The point I want to make is that we found the bug for free. In other words, we found the bug not by making the engineer work harder dreaming up new test scenarios; we essentially “lucked out” by making a computer run more permutations of the random test.

Another possibile situation with respect to the transition from the two diagrams ago (“Are we there yet?”) to the diagram above (“Lucked Out”) is that a test is over constrained (i.e., the constraints that determine the possible permutations of a given test were defined too strictly and left out possibilities supported in the design). This problem is easier to spot and correct using constrained random stimulus than with purely random stimulus because adjusting already valid constraints to encorporate newly realized valid possibilities will more likely yield novel valid permutations than if you were to just adjust contraints that sometimes result in valid test stimulus and sometimes yield invalid test stimulus. That’s my experience, still looking for some literature on that.

Nevertheless, using constrained random stimulus leaves a few problems left unsolved and has a limitation:

The limitation:

Constrained random stimulus still suffers from the Coupon Collectors Problem.

The problems:

• How do I know if certain stimulus patterns that I think are important were ever generated?
• How do I know if the chip design’s response to any given randomly generate test stimulus is correct?

I’ll discuss the two problems listed above next. I’ll leave the limitation for sometime later.

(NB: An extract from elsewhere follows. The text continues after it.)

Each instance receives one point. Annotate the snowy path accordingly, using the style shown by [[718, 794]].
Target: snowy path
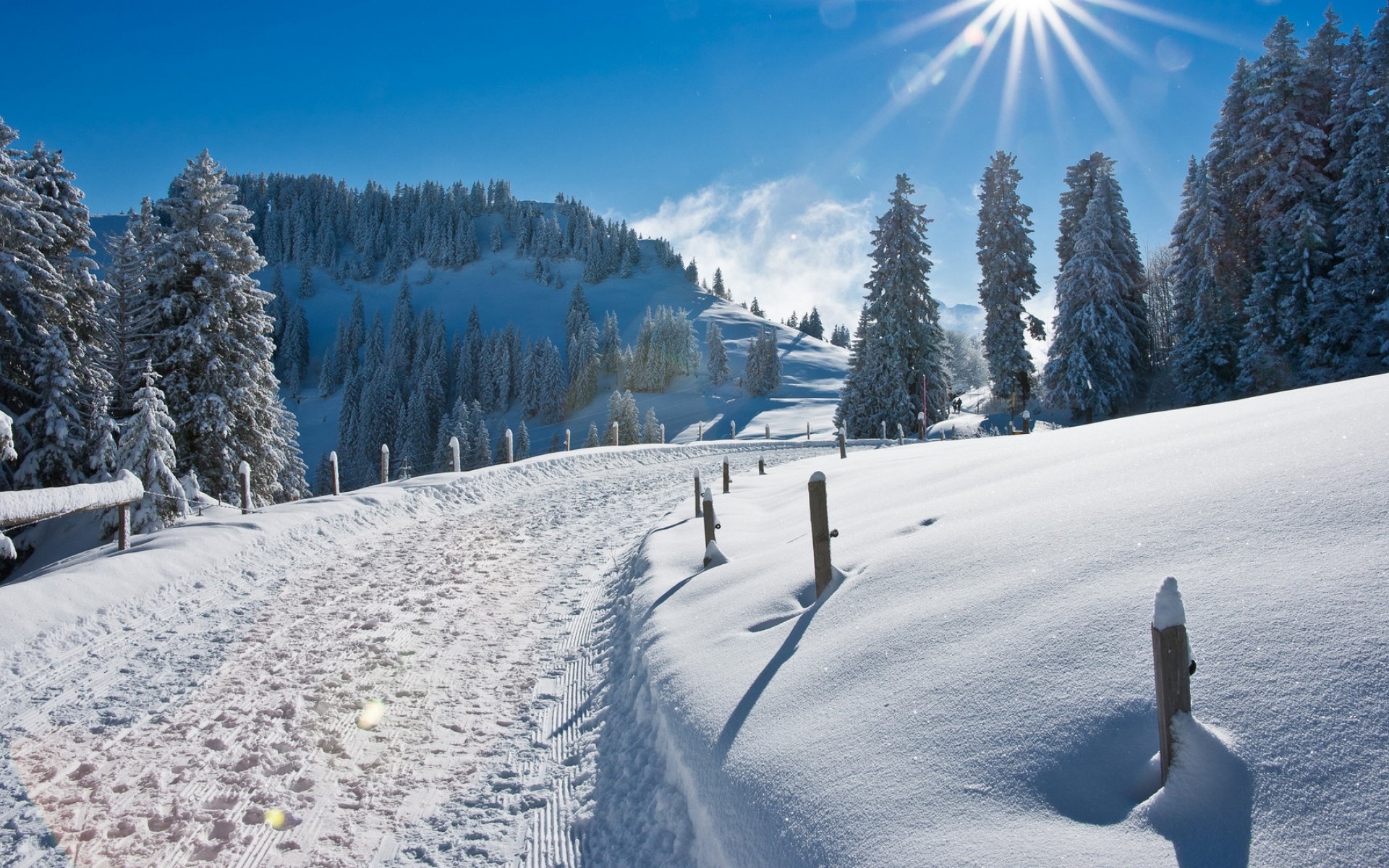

I learned the concepts I wrote about above from experience working on projects like the i960 family of processors and the Intel 80200 and other XScale-based products; however, I want to give credit to The Art of Verification with Vera which I think does a very good job describing constrained random verification.

[¹]: Rowen, Chris. Engineering the Complex SOC: Fast, Flexible Design with Configurable Processors. Upper Saddle River, NJ: Prentice Hall Professional Technical Reference, 2004. Figure 8–2.

[²]: Wilson Research Group and Mentor Graphics, 2014 Functional Verification Survey

[³]: https://en.wikipedia.org/wiki/List_of_Nvidia_graphics_processing_units

[⁴]: N. Kitchen and A. Kuehlmann, “Stimulus generation for constrained random simulation,” 2007 IEEE/ACM International Conference on Computer-Aided Design, San Jose, CA, 2007, pp. 258–265.